Ему это не понравилось. Решительно не понравилось. Он нахмурился и долго глядел на меня, его бесцветные глаза затуманились. Наконец он отрывисто и сдержанно кивнул и позволил мне выйти из комнаты. Я старалась идти медленно и осторожно, выверяя каждый свой шаг, но, полагаю, походка моя была слишком шаткой. Очутившись на улице, я набрала полную грудь воздуха и поспешила выйти за ворота дома, где меня ждал экипаж. Прежде чем сесть в него, я остановилась возле дверцы и еще раз посмотрела на дом. В окне второго этажа я заметила лицо Эммы: она смотрела на меня таким острым, пронизывающим взглядом, что мне стало не по себе. Сглотнув, я поспешила сесть в экипаж и велела груму вести меня домой. Укрытая от посторонних взоров, я наконец могла дать волю слезам.

Глава XXVIII

Осень накрыла мир багряной пеленой, когда я отчаялась настолько, что была близка к тому, чтобы принять предложение мистера Шерли. Ходя из угла в угол, словно загнанный в клетку зверь, я спрашивала себя, как правильнее поступить. Уязвленная гордость наравне с совестью твердили мне сохранить верность своим истинным чувствам и принципам, а практичность, приобретенная мною со смертью матушки, советовала совсем иное. То и дело я садилась за письменный стол и начинала лихорадочно царапать пером бумагу, начиная письмо мистеру Шерли на разные лады. Кусая от досады на саму себя губы, я никак не могла определиться с ответом. Рациональная часть меня понимала, что замужество — довольно выгодное в моем положении, — да еще на тех условиях, что обрисовал мистер Шерли, обеспечит мне стабильное будущее. Сердцу же казалось, что я совершу этим шагом предательство по отношению к самой себе и тому, кого на самом деле люблю, пусть нас и разделяет океан. Но чем больше времени проходило, тем больше я убеждалась в том, что слушать собственное сердце — крайне непрактично и неразумно. Изо дня в день я сталкивалась со всё новыми невзгодами и трудностями, нести которые на своих плечах становилось невыносимо. Папенька перестал выходить из кабинета и постоянно молчал, даже когда я с ним разговаривала. Тетушка тоже ослабла, ее постоянно била нервная дрожь и пропал аппетит. Денег хватало только впритык, а людская молва относительно мистера Дрейка хотя и смолкла, но не утихла до конца. Я жила в аду и понятия не имела, как самостоятельно из него выкарабкаться.

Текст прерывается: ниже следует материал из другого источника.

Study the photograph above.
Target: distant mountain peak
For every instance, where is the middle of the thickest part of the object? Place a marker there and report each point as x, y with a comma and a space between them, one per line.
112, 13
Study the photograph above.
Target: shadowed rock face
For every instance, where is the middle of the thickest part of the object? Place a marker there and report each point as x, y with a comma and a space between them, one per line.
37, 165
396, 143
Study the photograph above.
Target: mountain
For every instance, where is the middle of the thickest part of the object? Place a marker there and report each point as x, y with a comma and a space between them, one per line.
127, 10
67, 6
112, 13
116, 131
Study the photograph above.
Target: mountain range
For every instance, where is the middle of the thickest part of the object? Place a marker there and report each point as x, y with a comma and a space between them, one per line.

В октябре я сменила траур на свои прежние платья, хотя те и напоминали мне о прежних беззаботных деньках, когда я еще была счастлива и смела надеяться на что-то. Открыв в тот день шкаф, я почувствовала, как много времени в действительности прошло с момента краха моего мира, а боль не утихала ни на мгновение. Я провела рукой по ряду юбок, вспоминая, как надела голубое муслиновое платье в церковь, когда впервые встретила там мистера Дрейка. А вот то украшенное у подола бледно-розовое платье, в котором я была на приеме в Хайгарден Парке. И мое алое платье, в котором я упала с лошади в собственный день рождения. А это что? Белоснежное кисейное платье, украшенное хоннитонским кружевом. Свадебное платье, с которым я ничего не могла поделать: ни отдать его, ни изорвать на куски. Уж лучше вернуться к трауру, чем снова надеть хоть что-то, что напомнит мне о мистере Дрейке. Но полгода со смерти матери уже давно прошло, и мне следовало облачиться хотя бы в полутраур.